作者:Xue, Yun; Liao, Zhengling; Li, Meihang; Luo, Jie; Kuang, Qiuhua; Hu, Xiaohui*; Li, Tiechen
来源:Computational and Mathematical Methods in Medicine, 2015, 2015: 680434.
DOI:10.1155/2015/680434

摘要

Order-preserving submatrices (OPSMs) have been applied in many fields, such as DNA microarray data analysis, automatic recommendation systems, and target marketing systems, as an important unsupervised learning model. Unfortunately, most existing methods are heuristic algorithms which are unable to reveal OPSMs entirely in NP-complete problem. In particular, deep OPSMs, corresponding to long patterns with few supporting sequences, incur explosive computational costs and are completely pruned by most popular methods.

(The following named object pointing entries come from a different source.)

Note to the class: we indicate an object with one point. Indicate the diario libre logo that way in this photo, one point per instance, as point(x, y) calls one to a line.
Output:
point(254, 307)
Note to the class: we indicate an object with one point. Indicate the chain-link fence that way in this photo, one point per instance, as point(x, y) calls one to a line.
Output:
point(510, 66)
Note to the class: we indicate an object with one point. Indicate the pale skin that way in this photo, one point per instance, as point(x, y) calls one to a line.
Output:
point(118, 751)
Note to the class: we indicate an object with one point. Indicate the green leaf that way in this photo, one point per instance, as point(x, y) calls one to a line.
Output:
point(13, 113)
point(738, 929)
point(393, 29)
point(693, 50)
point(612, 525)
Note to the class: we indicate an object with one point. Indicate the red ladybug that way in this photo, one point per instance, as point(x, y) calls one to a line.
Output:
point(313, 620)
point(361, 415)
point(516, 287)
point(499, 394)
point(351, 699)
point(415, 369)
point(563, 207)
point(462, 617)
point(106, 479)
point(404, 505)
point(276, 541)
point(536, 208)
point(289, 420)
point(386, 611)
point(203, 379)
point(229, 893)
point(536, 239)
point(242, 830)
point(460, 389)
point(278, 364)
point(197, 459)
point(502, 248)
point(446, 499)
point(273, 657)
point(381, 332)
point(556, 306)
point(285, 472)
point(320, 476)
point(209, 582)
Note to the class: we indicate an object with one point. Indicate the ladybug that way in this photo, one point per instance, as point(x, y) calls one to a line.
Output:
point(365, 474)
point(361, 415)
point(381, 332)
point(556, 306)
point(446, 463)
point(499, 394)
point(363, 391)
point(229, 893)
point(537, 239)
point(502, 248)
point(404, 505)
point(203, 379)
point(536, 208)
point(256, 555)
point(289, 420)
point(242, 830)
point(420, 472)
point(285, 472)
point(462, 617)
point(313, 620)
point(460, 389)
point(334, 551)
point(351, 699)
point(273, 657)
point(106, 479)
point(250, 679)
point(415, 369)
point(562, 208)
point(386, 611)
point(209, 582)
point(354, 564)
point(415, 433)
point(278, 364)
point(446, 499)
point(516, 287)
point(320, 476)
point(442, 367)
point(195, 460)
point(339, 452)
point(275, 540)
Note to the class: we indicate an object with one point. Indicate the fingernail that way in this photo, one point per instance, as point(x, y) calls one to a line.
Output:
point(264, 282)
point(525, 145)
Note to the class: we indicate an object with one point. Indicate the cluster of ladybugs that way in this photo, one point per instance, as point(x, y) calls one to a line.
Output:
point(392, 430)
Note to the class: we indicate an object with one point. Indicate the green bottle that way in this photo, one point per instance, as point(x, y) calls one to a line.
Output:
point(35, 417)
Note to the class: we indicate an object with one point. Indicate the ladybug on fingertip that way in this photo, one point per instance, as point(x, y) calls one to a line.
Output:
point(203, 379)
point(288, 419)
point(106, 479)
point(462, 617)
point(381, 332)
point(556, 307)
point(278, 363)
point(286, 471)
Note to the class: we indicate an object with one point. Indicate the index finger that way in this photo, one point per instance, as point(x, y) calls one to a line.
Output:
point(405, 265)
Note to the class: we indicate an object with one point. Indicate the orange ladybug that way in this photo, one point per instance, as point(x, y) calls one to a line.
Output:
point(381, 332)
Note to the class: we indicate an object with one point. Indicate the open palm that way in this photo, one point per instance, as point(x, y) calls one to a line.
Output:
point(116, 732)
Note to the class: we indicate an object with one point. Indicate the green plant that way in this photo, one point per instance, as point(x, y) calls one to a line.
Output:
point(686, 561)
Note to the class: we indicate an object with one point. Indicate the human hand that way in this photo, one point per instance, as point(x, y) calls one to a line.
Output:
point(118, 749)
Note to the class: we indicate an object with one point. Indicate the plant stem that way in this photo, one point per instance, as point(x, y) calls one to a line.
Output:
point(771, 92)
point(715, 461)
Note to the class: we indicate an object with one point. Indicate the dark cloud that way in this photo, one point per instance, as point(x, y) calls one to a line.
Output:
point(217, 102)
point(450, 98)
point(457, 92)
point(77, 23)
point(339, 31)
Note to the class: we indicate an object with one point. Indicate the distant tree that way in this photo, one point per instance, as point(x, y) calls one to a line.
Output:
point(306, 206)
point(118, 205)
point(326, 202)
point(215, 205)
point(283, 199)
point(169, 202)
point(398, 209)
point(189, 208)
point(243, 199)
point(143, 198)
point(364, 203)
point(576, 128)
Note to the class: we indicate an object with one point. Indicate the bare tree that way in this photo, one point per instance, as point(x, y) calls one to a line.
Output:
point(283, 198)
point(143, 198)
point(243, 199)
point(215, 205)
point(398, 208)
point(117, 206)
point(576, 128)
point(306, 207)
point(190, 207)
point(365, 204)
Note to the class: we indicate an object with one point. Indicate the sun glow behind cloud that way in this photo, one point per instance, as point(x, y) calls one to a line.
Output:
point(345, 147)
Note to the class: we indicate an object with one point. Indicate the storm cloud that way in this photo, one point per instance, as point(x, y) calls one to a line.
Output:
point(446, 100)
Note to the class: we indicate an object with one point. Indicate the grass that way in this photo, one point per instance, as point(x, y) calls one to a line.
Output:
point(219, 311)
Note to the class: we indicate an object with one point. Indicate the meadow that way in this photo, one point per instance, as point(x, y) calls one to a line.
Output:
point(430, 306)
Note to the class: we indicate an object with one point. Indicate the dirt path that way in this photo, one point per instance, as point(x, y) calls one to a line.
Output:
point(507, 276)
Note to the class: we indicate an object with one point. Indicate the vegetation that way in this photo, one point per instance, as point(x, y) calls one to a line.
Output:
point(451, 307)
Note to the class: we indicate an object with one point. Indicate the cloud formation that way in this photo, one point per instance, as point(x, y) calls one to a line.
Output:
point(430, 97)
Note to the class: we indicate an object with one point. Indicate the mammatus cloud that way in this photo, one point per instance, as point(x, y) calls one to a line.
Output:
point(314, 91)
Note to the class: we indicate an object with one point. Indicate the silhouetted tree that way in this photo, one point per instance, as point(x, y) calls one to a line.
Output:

In this paper, we propose an exact method to discover all OPSMs based on frequent sequential pattern mining. First, an existing algorithm was adjusted to disclose all common subsequence (ACS) between every two row sequences, and therefore all deep OPSMs will not be missed. Then, an improved data structure for prefix tree was used to store and traverse ACS, and Apriori principle was employed to efficiently mine the frequent sequential pattern. Finally, experiments were implemented on gene and synthetic datasets. Results demonstrated the effectiveness and efficiency of this method.